Worse statistically, BLS bases its monthly unemployment figure on the total labor force participate rate for that month. That figure has dropped steadily since December 2008, when it was 61 percent, to today when it is 58.5 percent.

So, in December 2008 61 percent was the total pool. In December 2011, 58.5 was the total pool.

But what happened to counting those 2.5 percent?

 If BLS calculated the unemployment figure accurately, yesterday’s report would show an unemployment rate of over 11 percent, without taking into account the marginal workers and part timers.

That’s troubling bordering on deceptive.

Beyond the silly calculation games, the facts in the BLS report remain troubling.

 Long term unemployed (27 weeks or more) did not decline and remains durable at 42.5 percent of total unemployed.

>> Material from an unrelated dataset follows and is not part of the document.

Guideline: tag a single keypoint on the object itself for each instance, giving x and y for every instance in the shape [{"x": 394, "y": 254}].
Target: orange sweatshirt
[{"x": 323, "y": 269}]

Unemployment for minorities is in crisis, with African American unemployment at 15.5 percent and Hispanics at 11 percent.

As far as the December data that informed the increase in jobs, it is noteworthy that 50,000 positions were added in the transportation and warehousing sector, derived from hiring at courier services such as UPS and large warehousing operations such as Amazon.

While the BLS is supposed to take into account seasonal changes in employment that would represent holiday hiring, the Wall Street Journal reported that certain economists believe that these were indeed temporary positions that will be eliminated in January; removing 25 percent of the job growth for December.

We’ll see how that pans out next month.

So, new jobs does translate into good news.  But let’s not get ahead of ourselves.

Eric Lascelles, chief economist at RBC Global Asset Management was quoted in the Wall Street Journal today, identifying four prime factors in today’s unemployment.

“First, the glacial pace of economic recovery; second, a sectoral mismatch of workers’ skills to available jobs; third, a geographic mismatch, hastened by the housing bust, that leaves workers trapped in areas with few jobs; and fourth, the rising efficiency in the workplace.”

There is nothing – nothing – in the Obama economic agenda that addresses any of these elements. Indeed, Obama policies have contributed to the structural impediments that prevent robust recovery and job growth.

The real truth is that to the extent there is any job creation at all, it is despite the President’s policies.

That is the actual message hidden in yesterday’s manufactured good tidings.